The paper develops an extended VEM with enrichment functions for crack modeling, including an efficient scheme for stress intensity factor computation, advancing numerical fracture analysis.

Findings

Demonstrates high accuracy in benchmark fracture problems

Achieves optimal convergence in energy norm

Effectively models mixed-mode crack problems

Abstract

In this paper, we propose an eXtended Virtual Element Method (X-VEM) for two-dimensional linear elastic fracture. This approach, which is an extension of the standard Virtual Element Method (VEM), facilitates mesh-independent modeling of crack discontinuities and elastic crack-tip singularities on general polygonal meshes.
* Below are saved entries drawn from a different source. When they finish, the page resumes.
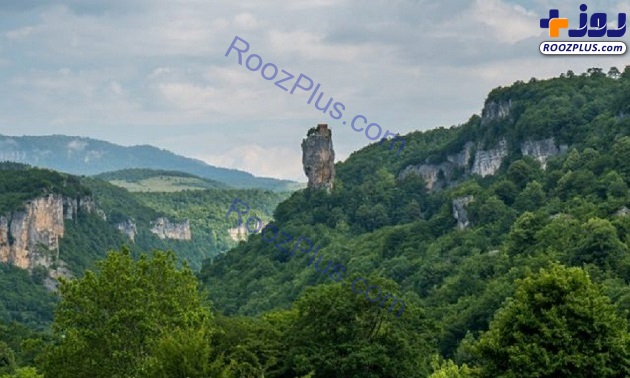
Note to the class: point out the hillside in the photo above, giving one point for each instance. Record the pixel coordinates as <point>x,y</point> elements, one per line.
<point>540,178</point>
<point>54,224</point>
<point>149,180</point>
<point>86,156</point>
<point>496,248</point>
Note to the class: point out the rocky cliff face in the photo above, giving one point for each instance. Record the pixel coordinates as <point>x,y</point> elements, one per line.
<point>493,111</point>
<point>30,237</point>
<point>488,162</point>
<point>459,211</point>
<point>165,229</point>
<point>485,163</point>
<point>542,150</point>
<point>238,233</point>
<point>128,228</point>
<point>318,158</point>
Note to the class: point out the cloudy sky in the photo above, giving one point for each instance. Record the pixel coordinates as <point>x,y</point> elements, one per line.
<point>155,71</point>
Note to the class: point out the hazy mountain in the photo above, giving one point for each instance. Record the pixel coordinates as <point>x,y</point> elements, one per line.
<point>154,180</point>
<point>86,156</point>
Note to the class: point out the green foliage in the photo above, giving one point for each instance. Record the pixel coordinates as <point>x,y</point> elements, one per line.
<point>147,180</point>
<point>110,322</point>
<point>20,183</point>
<point>85,156</point>
<point>22,299</point>
<point>557,325</point>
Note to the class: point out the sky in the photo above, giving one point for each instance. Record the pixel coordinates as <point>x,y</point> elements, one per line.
<point>155,71</point>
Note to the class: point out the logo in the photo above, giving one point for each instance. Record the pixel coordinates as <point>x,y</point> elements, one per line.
<point>596,27</point>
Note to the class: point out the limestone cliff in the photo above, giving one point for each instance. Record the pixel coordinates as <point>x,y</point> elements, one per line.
<point>484,163</point>
<point>166,229</point>
<point>128,228</point>
<point>318,158</point>
<point>238,233</point>
<point>542,150</point>
<point>487,162</point>
<point>494,111</point>
<point>459,211</point>
<point>30,237</point>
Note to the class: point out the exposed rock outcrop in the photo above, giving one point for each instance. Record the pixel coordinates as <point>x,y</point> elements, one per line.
<point>495,111</point>
<point>165,229</point>
<point>128,228</point>
<point>484,162</point>
<point>238,233</point>
<point>542,150</point>
<point>71,207</point>
<point>318,158</point>
<point>30,237</point>
<point>459,211</point>
<point>488,162</point>
<point>623,212</point>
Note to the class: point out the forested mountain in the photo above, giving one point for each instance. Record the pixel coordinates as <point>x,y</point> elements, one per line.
<point>150,180</point>
<point>55,224</point>
<point>459,218</point>
<point>86,156</point>
<point>496,248</point>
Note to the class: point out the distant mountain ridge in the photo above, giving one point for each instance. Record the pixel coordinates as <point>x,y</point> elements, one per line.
<point>154,180</point>
<point>87,156</point>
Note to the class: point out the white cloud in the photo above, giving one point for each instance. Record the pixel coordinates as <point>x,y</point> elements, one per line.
<point>155,71</point>
<point>20,33</point>
<point>278,162</point>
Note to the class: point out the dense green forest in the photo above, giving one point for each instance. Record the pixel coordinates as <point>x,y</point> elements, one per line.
<point>537,285</point>
<point>87,238</point>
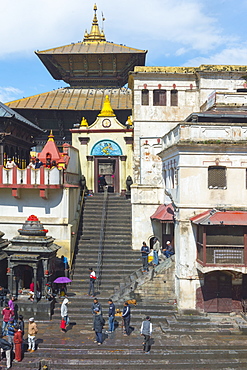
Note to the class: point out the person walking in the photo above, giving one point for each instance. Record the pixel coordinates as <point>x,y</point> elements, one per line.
<point>156,248</point>
<point>92,279</point>
<point>6,347</point>
<point>32,331</point>
<point>168,250</point>
<point>146,331</point>
<point>7,314</point>
<point>18,345</point>
<point>126,318</point>
<point>111,314</point>
<point>11,331</point>
<point>98,325</point>
<point>96,304</point>
<point>145,252</point>
<point>64,310</point>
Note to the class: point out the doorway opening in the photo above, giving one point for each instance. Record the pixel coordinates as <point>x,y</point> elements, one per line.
<point>109,169</point>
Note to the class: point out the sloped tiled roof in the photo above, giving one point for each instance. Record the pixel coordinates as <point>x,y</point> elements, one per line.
<point>91,48</point>
<point>6,111</point>
<point>76,99</point>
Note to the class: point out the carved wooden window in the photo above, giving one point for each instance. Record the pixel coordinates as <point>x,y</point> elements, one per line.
<point>174,98</point>
<point>159,97</point>
<point>217,177</point>
<point>145,97</point>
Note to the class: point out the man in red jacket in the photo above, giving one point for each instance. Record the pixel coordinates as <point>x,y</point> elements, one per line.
<point>7,314</point>
<point>18,343</point>
<point>92,279</point>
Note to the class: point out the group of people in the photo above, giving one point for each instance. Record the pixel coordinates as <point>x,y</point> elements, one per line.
<point>166,252</point>
<point>99,322</point>
<point>34,163</point>
<point>11,337</point>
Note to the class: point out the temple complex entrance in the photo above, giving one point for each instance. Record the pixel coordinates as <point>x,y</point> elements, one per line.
<point>109,168</point>
<point>223,291</point>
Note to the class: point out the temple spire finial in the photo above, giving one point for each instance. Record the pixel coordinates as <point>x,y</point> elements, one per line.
<point>107,110</point>
<point>95,34</point>
<point>51,136</point>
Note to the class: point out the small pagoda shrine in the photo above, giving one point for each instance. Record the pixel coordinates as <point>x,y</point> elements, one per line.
<point>50,156</point>
<point>31,258</point>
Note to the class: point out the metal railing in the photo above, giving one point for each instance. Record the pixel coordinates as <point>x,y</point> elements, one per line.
<point>101,240</point>
<point>221,254</point>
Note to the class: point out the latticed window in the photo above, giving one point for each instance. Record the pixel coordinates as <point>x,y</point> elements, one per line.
<point>145,97</point>
<point>159,97</point>
<point>174,98</point>
<point>217,177</point>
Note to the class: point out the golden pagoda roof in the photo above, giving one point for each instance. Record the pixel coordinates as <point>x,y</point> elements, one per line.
<point>75,99</point>
<point>91,48</point>
<point>201,68</point>
<point>93,62</point>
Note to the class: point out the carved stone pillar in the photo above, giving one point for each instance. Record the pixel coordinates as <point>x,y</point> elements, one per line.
<point>90,173</point>
<point>123,173</point>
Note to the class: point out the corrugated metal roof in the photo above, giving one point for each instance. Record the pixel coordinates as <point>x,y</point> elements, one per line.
<point>6,111</point>
<point>215,217</point>
<point>76,99</point>
<point>164,213</point>
<point>92,48</point>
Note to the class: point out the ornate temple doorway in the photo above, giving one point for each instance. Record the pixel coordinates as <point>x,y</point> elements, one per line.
<point>109,168</point>
<point>217,292</point>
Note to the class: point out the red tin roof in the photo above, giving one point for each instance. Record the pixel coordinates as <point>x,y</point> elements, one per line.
<point>215,217</point>
<point>164,213</point>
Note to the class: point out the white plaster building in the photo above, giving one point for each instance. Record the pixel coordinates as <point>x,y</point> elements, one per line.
<point>209,157</point>
<point>162,97</point>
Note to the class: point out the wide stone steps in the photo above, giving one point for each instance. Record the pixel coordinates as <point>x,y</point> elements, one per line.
<point>118,352</point>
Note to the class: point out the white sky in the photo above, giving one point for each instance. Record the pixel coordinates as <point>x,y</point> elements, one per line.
<point>181,32</point>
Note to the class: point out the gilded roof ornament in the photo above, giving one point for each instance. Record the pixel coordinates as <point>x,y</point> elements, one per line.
<point>95,35</point>
<point>84,122</point>
<point>51,136</point>
<point>129,122</point>
<point>107,110</point>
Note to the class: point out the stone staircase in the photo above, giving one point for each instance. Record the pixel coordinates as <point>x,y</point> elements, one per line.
<point>180,341</point>
<point>119,259</point>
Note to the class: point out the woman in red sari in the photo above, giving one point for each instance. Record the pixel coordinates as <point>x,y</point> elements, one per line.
<point>18,342</point>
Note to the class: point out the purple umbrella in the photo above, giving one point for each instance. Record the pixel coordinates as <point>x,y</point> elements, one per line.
<point>62,280</point>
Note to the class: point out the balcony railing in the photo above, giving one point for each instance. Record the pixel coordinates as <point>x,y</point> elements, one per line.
<point>221,255</point>
<point>42,178</point>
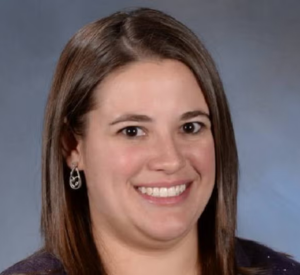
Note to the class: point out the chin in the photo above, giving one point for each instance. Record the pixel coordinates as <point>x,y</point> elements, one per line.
<point>170,232</point>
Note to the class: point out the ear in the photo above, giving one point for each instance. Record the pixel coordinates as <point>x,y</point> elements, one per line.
<point>72,148</point>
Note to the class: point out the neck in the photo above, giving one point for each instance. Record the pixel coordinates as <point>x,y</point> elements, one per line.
<point>180,258</point>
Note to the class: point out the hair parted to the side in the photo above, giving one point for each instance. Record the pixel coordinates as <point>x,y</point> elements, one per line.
<point>93,53</point>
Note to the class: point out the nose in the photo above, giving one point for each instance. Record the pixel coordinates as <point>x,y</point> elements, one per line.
<point>166,156</point>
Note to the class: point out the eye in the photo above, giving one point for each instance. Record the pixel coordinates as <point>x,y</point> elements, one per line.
<point>132,131</point>
<point>192,127</point>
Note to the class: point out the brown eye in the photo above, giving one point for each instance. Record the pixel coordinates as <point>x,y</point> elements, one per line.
<point>133,131</point>
<point>192,127</point>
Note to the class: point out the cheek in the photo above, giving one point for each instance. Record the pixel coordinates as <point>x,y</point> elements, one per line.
<point>113,162</point>
<point>202,158</point>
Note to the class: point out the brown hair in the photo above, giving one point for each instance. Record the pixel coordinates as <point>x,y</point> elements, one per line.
<point>94,52</point>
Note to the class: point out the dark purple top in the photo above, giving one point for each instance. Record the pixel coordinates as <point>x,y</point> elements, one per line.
<point>248,254</point>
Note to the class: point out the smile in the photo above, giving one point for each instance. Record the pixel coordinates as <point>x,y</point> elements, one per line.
<point>163,192</point>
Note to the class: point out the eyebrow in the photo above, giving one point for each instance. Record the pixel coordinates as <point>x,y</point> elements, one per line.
<point>145,118</point>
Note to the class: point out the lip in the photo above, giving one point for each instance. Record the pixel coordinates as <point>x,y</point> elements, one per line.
<point>167,201</point>
<point>163,183</point>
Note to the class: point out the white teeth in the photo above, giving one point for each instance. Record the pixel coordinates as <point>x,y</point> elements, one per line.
<point>163,192</point>
<point>171,192</point>
<point>149,191</point>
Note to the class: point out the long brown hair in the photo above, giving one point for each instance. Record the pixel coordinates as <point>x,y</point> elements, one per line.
<point>94,52</point>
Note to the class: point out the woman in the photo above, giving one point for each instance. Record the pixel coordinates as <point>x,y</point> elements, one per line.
<point>139,158</point>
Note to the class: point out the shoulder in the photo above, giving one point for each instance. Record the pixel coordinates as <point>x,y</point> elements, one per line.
<point>41,262</point>
<point>254,254</point>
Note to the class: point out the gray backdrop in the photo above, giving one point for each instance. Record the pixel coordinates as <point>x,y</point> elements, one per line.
<point>256,45</point>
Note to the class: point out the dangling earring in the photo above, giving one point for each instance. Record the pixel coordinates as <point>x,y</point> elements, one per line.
<point>75,179</point>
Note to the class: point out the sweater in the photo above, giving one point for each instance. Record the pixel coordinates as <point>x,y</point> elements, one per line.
<point>248,254</point>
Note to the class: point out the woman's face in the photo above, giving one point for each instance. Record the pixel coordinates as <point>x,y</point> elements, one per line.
<point>148,153</point>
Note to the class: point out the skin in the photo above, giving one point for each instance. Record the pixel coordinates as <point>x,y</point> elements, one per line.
<point>135,236</point>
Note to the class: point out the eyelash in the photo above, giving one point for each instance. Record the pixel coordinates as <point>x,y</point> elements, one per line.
<point>199,124</point>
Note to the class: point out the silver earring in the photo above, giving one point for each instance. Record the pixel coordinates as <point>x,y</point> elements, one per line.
<point>75,179</point>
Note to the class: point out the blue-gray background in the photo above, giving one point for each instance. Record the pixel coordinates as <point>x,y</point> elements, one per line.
<point>256,45</point>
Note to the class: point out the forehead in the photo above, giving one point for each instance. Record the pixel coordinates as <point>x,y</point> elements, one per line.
<point>166,85</point>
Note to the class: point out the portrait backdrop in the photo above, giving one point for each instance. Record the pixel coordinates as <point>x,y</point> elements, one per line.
<point>256,45</point>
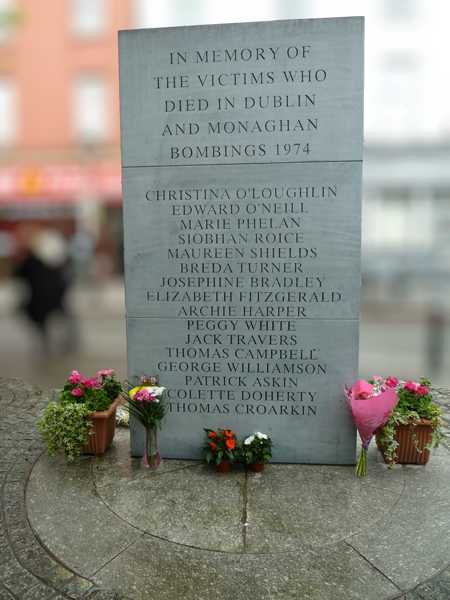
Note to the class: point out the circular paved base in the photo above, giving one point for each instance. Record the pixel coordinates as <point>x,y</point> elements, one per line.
<point>295,531</point>
<point>285,507</point>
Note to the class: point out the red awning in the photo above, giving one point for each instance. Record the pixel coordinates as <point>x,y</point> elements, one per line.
<point>60,183</point>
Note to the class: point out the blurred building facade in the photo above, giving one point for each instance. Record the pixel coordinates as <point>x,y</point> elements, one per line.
<point>59,126</point>
<point>59,131</point>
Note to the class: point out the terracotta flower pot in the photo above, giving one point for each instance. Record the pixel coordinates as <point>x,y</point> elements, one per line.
<point>103,429</point>
<point>256,467</point>
<point>409,438</point>
<point>224,466</point>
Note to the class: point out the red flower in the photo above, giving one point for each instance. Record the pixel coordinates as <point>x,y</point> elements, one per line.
<point>230,443</point>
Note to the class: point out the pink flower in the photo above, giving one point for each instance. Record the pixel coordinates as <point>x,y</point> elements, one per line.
<point>391,381</point>
<point>105,373</point>
<point>362,389</point>
<point>92,383</point>
<point>422,390</point>
<point>145,395</point>
<point>75,378</point>
<point>411,386</point>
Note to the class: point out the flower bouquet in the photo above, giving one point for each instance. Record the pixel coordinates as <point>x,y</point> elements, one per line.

For elastic fracture in the X-VEM, the standard virtual element space is augmented by additional basis functions that are constructed by multiplying standard virtual basis functions by suitable enrichment fields, such as asymptotic mixed-mode crack-tip solutions. The design of the X-VEM requires an extended projector that maps functions lying in the extended virtual element space onto a set spanned by linear polynomials and the enrichment fields. An efficient scheme to compute the mixed-mode stress intensity factors using the domain form of the interaction integral is described. The formulation permits integration of weakly singular functions to be performed over the boundary edges of the element. Numerical experiments are conducted on benchmark mixed-mode linear elastic fracture problems that demonstrate the sound accuracy and optimal convergence in energy of the proposed formulation.